Brenda Dunne, a developmental psychologist, has managed the laboratory
since it opened and has been a co-author of many of its study papers.
"We submitted our data for review to very good journals," Ms.
Dunne said, "but no one would review it. We have been very open with
our data. But how do you get peer review when you don't have
peers?"
Several expert panels examined PEAR's methods over the years,
looking for irregularities, but did not find sufficient reasons to
interrupt the work. In the 1980s and 1990s, PEAR published more than 60
research reports, most appearing in the journal of the Society for
Scientific Exploration, a group devoted to the study of topics outside
the scientific mainstream. Dr. Jahn and Ms. Dunne are officers in the
society.
News of the Princeton group's experiments spread quickly worldwide,
among people interested in paranormal phenomena, including telekinesis
and what people call extrasensory perception. Notable figures from
Europe and Asia stopped by. . Keith Jarrett, the jazz pianist, paid a
visit. For a time, the philanthropist Laurance Rockefeller visited
regularly and donated money for research.
And many people, in and out of science, joined what Ms. Dunne called the
PEAR Tree, a kind of secret society of people interested in the
paranormal, she said. Many PEAR Tree members who are science faculty
members will not reveal themselves publicly, Ms. Dunne said.

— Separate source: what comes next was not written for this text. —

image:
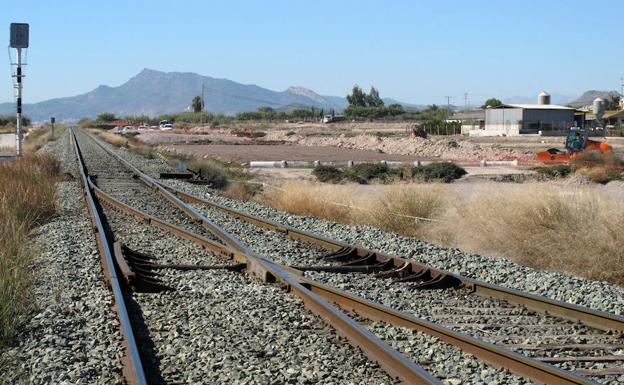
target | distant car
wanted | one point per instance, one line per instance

The culture of science, at its purest, is one of freedom in which any
idea can be tested regardless of how far-fetched it might seem.
"I don't believe in anything Bob is doing, but I support his
right to do it," said Will Happer, a professor of physics at
Princeton.
Other top-flight scientists have taken chances. At the end of his
career, Linus Pauling, the Nobel laureate, came to believe that vitamin
C supplements could prevent and treat cancer, heart disease and other
ailments. Dr. Pauling had some outside financing, too, and conducted
research and had plenty of media coverage. But in the end he did not
sway many of his colleagues, Dr. Zuckerman said.
At the PEAR offices this week, the staff worked amid boxes, piles of
paper and a roll of bubble wrap as big as an oil drum. The random-event
machines are headed for storage.
The study of telekinesis and related phenomena, Dr. Jahn said, will
carry on.
"It's time for a new era," he said, "for someone to
figure out what the implications of our results are for human culture,
for future study, and — if the findings are correct — what they
say about our basic scientific attitude."